GPU Compute: Hand-Tuned PTX Kernels on Tensor Cores

NSL TeamFeb 20, 20263 min readDeep Dive

No CUDA Toolkit Required

NSL loads CUDA at runtime via the driver API. If you have an NVIDIA GPU with drivers installed, GPU acceleration just works. No CUDA toolkit, no nvcc, no build system -- just tensor.matmul(a, b) and it routes to tensor cores automatically.

52 Hand-Tuned PTX Kernels

All kernels are stored as external .ptx files and loaded at runtime.
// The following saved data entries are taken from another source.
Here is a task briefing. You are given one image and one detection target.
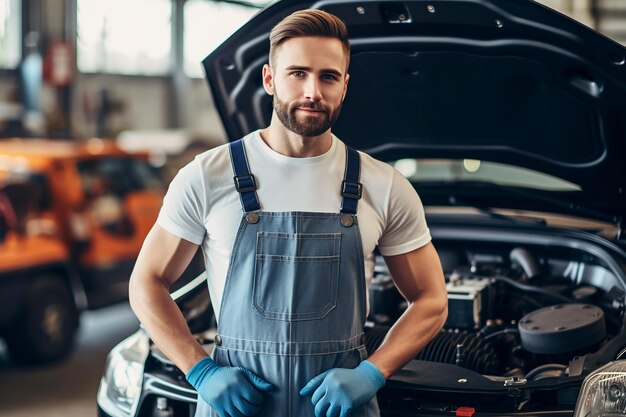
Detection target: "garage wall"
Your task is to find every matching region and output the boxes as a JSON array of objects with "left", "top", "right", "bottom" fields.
[
  {"left": 42, "top": 0, "right": 224, "bottom": 142},
  {"left": 67, "top": 75, "right": 227, "bottom": 145},
  {"left": 186, "top": 78, "right": 228, "bottom": 144},
  {"left": 70, "top": 75, "right": 169, "bottom": 137}
]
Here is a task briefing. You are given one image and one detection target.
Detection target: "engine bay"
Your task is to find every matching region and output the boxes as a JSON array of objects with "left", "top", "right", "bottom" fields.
[{"left": 367, "top": 239, "right": 626, "bottom": 383}]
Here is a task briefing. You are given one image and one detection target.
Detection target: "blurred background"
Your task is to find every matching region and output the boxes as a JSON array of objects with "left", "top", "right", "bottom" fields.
[{"left": 0, "top": 0, "right": 624, "bottom": 416}]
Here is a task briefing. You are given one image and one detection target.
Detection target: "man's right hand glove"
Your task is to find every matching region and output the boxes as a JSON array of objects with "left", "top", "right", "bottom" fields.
[{"left": 185, "top": 356, "right": 274, "bottom": 417}]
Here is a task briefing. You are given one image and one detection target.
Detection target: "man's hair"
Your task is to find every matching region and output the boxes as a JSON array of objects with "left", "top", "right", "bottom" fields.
[{"left": 269, "top": 9, "right": 350, "bottom": 70}]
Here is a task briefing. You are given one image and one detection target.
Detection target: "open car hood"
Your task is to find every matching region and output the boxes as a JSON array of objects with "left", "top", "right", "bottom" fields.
[{"left": 202, "top": 0, "right": 626, "bottom": 222}]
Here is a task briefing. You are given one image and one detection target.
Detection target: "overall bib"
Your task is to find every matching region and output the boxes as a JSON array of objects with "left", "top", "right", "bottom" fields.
[{"left": 196, "top": 139, "right": 380, "bottom": 417}]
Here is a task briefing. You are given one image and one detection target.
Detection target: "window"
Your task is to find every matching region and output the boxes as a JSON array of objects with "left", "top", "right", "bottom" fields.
[
  {"left": 0, "top": 0, "right": 21, "bottom": 69},
  {"left": 184, "top": 0, "right": 263, "bottom": 78},
  {"left": 77, "top": 0, "right": 172, "bottom": 75}
]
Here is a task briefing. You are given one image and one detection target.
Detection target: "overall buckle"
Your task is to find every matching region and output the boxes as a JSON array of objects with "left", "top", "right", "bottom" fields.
[
  {"left": 341, "top": 180, "right": 362, "bottom": 199},
  {"left": 234, "top": 174, "right": 257, "bottom": 193}
]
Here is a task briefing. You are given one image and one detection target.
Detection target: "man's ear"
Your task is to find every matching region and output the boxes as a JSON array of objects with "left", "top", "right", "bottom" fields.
[
  {"left": 262, "top": 64, "right": 274, "bottom": 95},
  {"left": 342, "top": 73, "right": 350, "bottom": 102}
]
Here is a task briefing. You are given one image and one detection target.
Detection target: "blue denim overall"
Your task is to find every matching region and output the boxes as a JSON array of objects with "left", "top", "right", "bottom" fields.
[{"left": 195, "top": 139, "right": 380, "bottom": 417}]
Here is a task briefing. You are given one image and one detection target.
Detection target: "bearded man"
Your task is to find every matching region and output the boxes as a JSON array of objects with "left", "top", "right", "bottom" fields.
[{"left": 129, "top": 9, "right": 447, "bottom": 417}]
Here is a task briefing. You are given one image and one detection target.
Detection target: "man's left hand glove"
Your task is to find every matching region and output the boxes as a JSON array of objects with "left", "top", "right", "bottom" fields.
[{"left": 299, "top": 360, "right": 385, "bottom": 417}]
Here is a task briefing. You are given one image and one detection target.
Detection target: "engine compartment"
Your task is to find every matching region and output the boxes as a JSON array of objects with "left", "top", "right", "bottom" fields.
[{"left": 367, "top": 237, "right": 626, "bottom": 383}]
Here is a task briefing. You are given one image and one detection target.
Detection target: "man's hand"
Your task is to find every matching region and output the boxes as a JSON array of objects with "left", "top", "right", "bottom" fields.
[
  {"left": 299, "top": 360, "right": 385, "bottom": 417},
  {"left": 186, "top": 356, "right": 274, "bottom": 417}
]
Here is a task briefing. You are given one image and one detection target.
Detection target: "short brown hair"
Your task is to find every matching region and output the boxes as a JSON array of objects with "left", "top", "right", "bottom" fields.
[{"left": 269, "top": 9, "right": 350, "bottom": 70}]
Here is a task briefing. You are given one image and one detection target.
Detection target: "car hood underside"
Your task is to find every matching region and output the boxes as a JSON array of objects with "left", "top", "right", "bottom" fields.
[{"left": 203, "top": 0, "right": 626, "bottom": 220}]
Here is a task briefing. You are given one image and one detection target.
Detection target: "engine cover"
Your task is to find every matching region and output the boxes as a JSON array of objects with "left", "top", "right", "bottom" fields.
[{"left": 518, "top": 303, "right": 606, "bottom": 355}]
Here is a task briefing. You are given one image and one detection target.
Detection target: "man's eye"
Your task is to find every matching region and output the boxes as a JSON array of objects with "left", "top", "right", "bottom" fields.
[
  {"left": 321, "top": 74, "right": 339, "bottom": 82},
  {"left": 291, "top": 71, "right": 306, "bottom": 78}
]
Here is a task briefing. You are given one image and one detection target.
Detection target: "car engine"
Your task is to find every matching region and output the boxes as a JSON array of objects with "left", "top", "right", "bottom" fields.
[{"left": 367, "top": 245, "right": 624, "bottom": 381}]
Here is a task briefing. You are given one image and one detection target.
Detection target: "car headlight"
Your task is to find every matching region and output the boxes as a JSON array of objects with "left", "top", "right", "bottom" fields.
[
  {"left": 97, "top": 330, "right": 150, "bottom": 417},
  {"left": 574, "top": 361, "right": 626, "bottom": 417}
]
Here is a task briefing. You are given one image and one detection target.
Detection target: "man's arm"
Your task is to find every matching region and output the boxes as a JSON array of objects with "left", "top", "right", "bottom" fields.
[
  {"left": 128, "top": 224, "right": 207, "bottom": 374},
  {"left": 367, "top": 242, "right": 448, "bottom": 379},
  {"left": 131, "top": 224, "right": 274, "bottom": 415}
]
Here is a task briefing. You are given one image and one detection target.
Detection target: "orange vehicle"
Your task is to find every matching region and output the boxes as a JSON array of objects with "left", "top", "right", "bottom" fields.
[{"left": 0, "top": 138, "right": 166, "bottom": 364}]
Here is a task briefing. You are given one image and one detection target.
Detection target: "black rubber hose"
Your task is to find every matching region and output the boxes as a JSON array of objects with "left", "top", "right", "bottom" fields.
[
  {"left": 525, "top": 364, "right": 567, "bottom": 381},
  {"left": 492, "top": 275, "right": 573, "bottom": 304}
]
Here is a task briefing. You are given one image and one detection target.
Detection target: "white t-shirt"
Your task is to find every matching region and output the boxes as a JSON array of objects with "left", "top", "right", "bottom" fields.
[{"left": 157, "top": 130, "right": 431, "bottom": 320}]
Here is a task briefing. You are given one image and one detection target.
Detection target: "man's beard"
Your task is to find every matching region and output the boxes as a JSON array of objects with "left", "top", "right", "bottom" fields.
[{"left": 273, "top": 95, "right": 342, "bottom": 137}]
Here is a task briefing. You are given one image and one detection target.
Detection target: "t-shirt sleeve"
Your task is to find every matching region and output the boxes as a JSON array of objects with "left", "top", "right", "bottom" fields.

Changes to PTX take effect without recompiling C++.

AI/ML Kernels (34 files)

Tensor Core SGEMM:

TF32 128x128 with cp.async pipelining (15.1 TFLOPS peak)
TF32 32x128 for small-M batch inference
FP16 128x128 (27.0 TFLOPS peak)
BF16 128x128 (same geometry as FP16, better dynamic range)
Synchronous variants for small K dimensions

Activations: ReLU, GELU, SiLU, sigmoid, tanh (vectorized PTX)

Attention: FlashAttention-2, fused softmax, layer normalization

Other: Element-wise ops, conv2d (implicit GEMM), text search, NaN check

Game/Compute Kernels (18 files)

Physics: Frustum culling, cloth simulation (Verlet + PBD), SPH fluid simulation
Rendering: Depth pyramid (HiZ), SDF ray marching, BVH construction (Morton codes)
Simulation: Particle system, spatial hashing, noise generation (value + Worley)
Math: Bitonic sort, prefix scan, FFT (radix-2 Cooley-Tukey)
Crypto: SHA-256 batch hash, Keccak-256 batch hash
Data: Gather/scatter, transpose, reductions (sum/max/min, global + dimensional)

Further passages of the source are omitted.